Una de las veces que en Lima se discutía qué hacer con la estatua de Pizarro, el historiador peruano José Antonio del Busto, fallecido en 2006, explicó los matices. No se refirió al conquistador como héroe, pero sí como un personaje que ayudó crear las bases del Perú moderno: el inicio del mestizaje, la implantación del cristianismo, la fundación de sus principales ciudades y la enseñanza de una lengua común. “Nosotros somos descendientes de los vencidos y de los vencedores. Pero no somos ni vencedores ni vencidos”, escribió Del Busto. “Somos el resultado de ese encuentro”.
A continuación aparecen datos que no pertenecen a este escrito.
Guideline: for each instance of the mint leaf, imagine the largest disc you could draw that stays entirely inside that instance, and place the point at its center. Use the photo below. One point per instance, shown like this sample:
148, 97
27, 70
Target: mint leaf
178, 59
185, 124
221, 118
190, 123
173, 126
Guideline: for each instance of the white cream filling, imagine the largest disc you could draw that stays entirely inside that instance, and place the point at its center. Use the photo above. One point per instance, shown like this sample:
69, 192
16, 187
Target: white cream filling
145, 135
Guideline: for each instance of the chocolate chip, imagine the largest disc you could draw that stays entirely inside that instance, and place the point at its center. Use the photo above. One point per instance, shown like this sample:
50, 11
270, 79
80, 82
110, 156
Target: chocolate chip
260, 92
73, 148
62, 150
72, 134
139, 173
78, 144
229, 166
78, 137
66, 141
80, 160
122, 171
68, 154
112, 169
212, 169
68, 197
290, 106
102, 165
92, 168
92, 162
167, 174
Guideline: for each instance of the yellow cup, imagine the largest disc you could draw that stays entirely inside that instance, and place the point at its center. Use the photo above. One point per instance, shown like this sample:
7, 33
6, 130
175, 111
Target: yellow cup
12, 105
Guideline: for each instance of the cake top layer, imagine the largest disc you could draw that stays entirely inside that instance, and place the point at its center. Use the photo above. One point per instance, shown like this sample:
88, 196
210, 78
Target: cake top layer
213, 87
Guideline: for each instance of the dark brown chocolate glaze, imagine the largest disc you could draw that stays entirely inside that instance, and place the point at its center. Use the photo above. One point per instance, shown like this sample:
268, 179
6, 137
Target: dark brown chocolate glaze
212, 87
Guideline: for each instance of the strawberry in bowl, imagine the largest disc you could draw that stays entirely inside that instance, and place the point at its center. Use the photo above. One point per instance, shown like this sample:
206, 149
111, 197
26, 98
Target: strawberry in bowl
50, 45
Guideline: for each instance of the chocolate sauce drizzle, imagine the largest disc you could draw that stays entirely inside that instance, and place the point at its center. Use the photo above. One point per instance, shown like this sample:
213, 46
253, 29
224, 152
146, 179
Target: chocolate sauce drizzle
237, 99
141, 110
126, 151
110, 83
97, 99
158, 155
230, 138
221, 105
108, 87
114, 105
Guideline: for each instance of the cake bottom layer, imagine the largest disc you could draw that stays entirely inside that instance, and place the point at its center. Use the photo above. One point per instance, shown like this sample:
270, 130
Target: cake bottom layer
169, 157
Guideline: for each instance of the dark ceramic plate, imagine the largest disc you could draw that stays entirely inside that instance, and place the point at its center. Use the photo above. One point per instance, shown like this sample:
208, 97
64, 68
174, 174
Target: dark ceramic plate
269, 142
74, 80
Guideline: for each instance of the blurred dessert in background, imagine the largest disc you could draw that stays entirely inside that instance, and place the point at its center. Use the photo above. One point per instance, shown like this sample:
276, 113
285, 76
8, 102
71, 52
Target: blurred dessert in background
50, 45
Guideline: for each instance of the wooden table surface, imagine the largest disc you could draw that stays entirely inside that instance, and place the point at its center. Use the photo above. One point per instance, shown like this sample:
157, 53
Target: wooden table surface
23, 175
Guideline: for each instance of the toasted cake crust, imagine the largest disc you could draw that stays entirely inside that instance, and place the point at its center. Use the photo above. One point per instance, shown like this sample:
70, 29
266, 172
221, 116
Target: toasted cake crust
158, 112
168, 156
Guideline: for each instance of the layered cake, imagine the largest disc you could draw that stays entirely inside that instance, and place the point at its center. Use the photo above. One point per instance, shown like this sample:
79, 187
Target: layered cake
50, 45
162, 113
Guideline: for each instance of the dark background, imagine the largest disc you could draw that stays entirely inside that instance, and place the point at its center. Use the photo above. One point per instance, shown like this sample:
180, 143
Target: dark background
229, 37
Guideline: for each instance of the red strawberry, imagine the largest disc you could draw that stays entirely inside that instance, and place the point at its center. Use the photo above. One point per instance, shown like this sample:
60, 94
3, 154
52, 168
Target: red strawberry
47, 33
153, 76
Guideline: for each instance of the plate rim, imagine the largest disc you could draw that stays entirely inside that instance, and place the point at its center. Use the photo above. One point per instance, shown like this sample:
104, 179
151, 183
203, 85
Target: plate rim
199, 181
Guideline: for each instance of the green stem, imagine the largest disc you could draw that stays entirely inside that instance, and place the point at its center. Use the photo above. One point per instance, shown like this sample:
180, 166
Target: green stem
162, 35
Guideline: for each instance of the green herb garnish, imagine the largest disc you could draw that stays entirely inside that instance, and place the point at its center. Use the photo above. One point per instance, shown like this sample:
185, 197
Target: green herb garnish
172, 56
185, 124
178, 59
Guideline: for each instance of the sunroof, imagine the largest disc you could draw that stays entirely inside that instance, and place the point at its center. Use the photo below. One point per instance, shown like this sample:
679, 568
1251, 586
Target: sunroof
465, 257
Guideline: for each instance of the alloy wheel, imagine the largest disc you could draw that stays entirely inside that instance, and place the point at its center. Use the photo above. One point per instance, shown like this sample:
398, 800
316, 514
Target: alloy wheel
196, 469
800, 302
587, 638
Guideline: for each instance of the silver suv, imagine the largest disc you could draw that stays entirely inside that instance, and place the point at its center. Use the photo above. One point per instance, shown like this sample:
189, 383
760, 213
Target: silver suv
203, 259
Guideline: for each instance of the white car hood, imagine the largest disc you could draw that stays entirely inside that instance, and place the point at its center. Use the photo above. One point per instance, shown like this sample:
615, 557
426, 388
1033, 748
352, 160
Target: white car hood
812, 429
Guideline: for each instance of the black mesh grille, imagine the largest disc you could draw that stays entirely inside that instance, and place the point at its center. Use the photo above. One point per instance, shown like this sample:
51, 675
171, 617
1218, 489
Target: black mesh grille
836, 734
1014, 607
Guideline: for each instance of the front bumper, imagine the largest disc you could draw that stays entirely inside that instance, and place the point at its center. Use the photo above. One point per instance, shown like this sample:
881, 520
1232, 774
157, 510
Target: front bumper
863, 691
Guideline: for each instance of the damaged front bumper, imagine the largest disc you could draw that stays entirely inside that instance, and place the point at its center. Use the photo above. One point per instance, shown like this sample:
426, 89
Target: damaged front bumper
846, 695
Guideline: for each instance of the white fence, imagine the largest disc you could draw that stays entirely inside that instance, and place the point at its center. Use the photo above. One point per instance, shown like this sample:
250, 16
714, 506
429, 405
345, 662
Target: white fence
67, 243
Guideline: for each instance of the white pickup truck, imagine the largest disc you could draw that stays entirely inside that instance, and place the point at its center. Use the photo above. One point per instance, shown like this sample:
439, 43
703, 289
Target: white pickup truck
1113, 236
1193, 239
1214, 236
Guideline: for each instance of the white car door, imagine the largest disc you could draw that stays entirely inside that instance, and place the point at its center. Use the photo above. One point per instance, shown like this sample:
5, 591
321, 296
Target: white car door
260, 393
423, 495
Han pasado demasiados siglos para que tengan sentido las comisiones de la verdad, las reparaciones materiales e incluso las disculpas. Bastaría con la construcción de un relato que, sin dejar de contar la importancia del Imperio español, reflejara las profundas heridas que dejó en el continente americano.
David Jiménez es escritor y periodista. Su libro más reciente es “El lugar más feliz del mundo”.